CALD communication is enhanced when it contains (a) international information systems that go beyond the written text and (b) information that is accessible to all users regardless of literacy levels. In order to achieve this when communicating complex health information to multiple cultural receivers it is helpful to use a system that couples visual forms such as icons with storytelling (Bronheim and Sockalingam 2003). Icons should be used in the following ways:
  • The use of icons coupled with storytelling means that the information is communicated both non-verbally and verbally in the user’s own language
  • The icons are universal and provide cohesion to linguistically specific storytelling.
  • The stories being told in the listener’s native language provide the comfort of familiarity and increase the resonance of the message.
  • The stories can also be told in English which allows the health professional access to the culturally specific aspects of the data, facilitating a shared understanding of the message and how it is being conveyed.
  • The consistency of icons across health messages provides recurring motifs that help build relationship between each health report.
  • The icons provide common ground of a visual document, on which all parties can share important information.
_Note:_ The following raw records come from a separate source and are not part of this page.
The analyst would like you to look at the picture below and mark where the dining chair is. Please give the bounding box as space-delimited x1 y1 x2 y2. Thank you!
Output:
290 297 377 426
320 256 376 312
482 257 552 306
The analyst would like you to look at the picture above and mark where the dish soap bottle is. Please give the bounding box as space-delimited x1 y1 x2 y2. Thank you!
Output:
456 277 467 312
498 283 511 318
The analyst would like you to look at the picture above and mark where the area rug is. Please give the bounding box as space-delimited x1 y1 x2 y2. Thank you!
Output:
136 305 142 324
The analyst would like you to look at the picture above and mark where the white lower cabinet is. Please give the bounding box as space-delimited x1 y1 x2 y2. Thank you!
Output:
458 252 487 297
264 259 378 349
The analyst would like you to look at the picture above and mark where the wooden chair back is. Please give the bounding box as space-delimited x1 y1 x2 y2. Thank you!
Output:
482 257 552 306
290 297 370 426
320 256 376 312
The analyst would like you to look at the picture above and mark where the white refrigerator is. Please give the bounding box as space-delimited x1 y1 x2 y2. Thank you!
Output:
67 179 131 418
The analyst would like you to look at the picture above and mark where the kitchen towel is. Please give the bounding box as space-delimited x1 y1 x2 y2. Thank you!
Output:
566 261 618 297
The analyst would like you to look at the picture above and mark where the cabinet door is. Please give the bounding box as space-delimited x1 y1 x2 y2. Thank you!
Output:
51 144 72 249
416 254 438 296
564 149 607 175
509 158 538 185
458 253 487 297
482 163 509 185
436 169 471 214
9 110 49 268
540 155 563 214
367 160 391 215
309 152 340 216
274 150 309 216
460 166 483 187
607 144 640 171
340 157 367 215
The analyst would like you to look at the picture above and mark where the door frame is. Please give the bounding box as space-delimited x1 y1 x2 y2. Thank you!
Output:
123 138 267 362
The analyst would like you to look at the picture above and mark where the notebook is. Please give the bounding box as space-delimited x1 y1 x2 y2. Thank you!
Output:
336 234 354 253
  • There are several innovative learning paths (Lynell, and Brocklebank, 2011) that target CALD communities such as:
    1. Known to the unknown’ Indigenous Learning - This information system presents content within a visual recall system, spoken in the primary language of the learner. The user does not have to be able to read or write or understand English to fully use this information system.
    2. ‘Beyond the Eclipse’ Cross-cultural communication - This information system presents content in a multi-lingual visual document. This provides common ground, of a visual document, on which all parties can stand and share important information.
The screen shots below illustrate the way in which data is presented through the use of health icons:

This figure is print out of a computer screen explaining health icons
Figure 7: Visual health icons help tell a story conveying important health information.

This figure is print out of a computer screen explaining health icons
Figure 8: The use of health icons establishes a common language that is accessible to all despite specific cultural backgrounds.